In this particular manuscript, the author probably didn’t have the time to make them clearer or more effective. So yours truly the copyeditor did it, pruning some elements, rearranging others, and querying whatever I couldn’t figure out either from context or from a quick Google search.

There are plenty of books out there on how to construct a sentence. You know the basics: subjects, verbs, and objects, phrases and clauses. The tricky thing is that sentences can be grammatically impeccable and at the same time unclear, ambiguous, or downright misleading.

Here are some hints on how to make sentences more effective, whether you’re writing, revising your own work, or editing someone else’s.

Clotheslines tend to droop in the middle. So do long sentences.

Clotheslines tend to droop in the middle. So do long sentences.

Sentences are like clotheslines: they tend to droop in the middle. In the middle of a long sentence, the reader’s attention starts to wander. So if you’re trying to get across an important point or detail, don’t bury it in the middle. Placed at the beginning and the end, it’s more likely to catch the reader’s attention, and to connect with the sentences before and after.

This is also true of paragraphs, by the way. Paragraphs that take up a whole page of text are daunting. KEEP OUT! they say. Or maybe WELCOME TO THE LABYRINTH.

What poets do with line and stanza breaks, prose writers can do with sentences and paragraphs.

I love long loopy sentences, but when one long loopy sentence follows another and another and another, nothing stands out. It’s also easier for subjects and verbs, or nouns and pronouns, to come adrift from each other. Confusion often results.

The closer together words are in a sentence, the stronger — and clearer — the relationship between them. The opposite is also true: the further apart they are, the more tenuous the connection. Here’s an example adapted from the book I just edited:

Smith requested and received permission to publish the translation from Jones in 2005. . . . Smith, in an interview, described the text as boring.

I skidded to a halt at the end of the first sentence: who? what? when?

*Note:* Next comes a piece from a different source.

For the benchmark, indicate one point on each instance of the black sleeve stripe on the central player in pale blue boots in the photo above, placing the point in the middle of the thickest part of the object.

It took me a few moments to sort it out: It wasn’t the translation that came from Jones but the permission, and what happened in 2005 wasn’t the publishing but the requesting and receiving of permission. (It was made clear elsewhere that the work was published in 2008.) In the second sentence, the parenthetical “in an interview” unnecessarily separates subject from verb.

Here is my edit:

In 2005, Smith requested and received permission from Jones to publish the translation. . . . In an interview, Smith described the text as boring.

Be especially careful with pronouns. “Antecedent unclear” and “unclear referent” are among the most common editorial queries, in both fiction and nonfiction. They mean we can’t figure out for sure whom a he, she, it, or they is referring to. In the job I just finished, the vast majority of the players were men — as is often the case in books about politics and international affairs, which this one was.  Often a he, his, or him could have referred to either of the two fellows mentioned in the preceding clause or sentence.

Authors often miss these unclear antecedents because the antecedents aren’t unclear to them. They know exactly who’s being referred to. Readers, however, aren’t in the same loop. We need a little help. Better to repeat a name than leave it ambiguous. This is one reason second readers can be so important: they come to the manuscript without knowing what you mean. They just read what’s there.

Have you got an unruly sentence that could use some untangling, or one that you’ve successfully untangled yourself? Send it along! The best way to develop an eye for what works and what doesn’t is to pay close attention to how sentences work. We can do this in our reading, in our writing, and in our revising.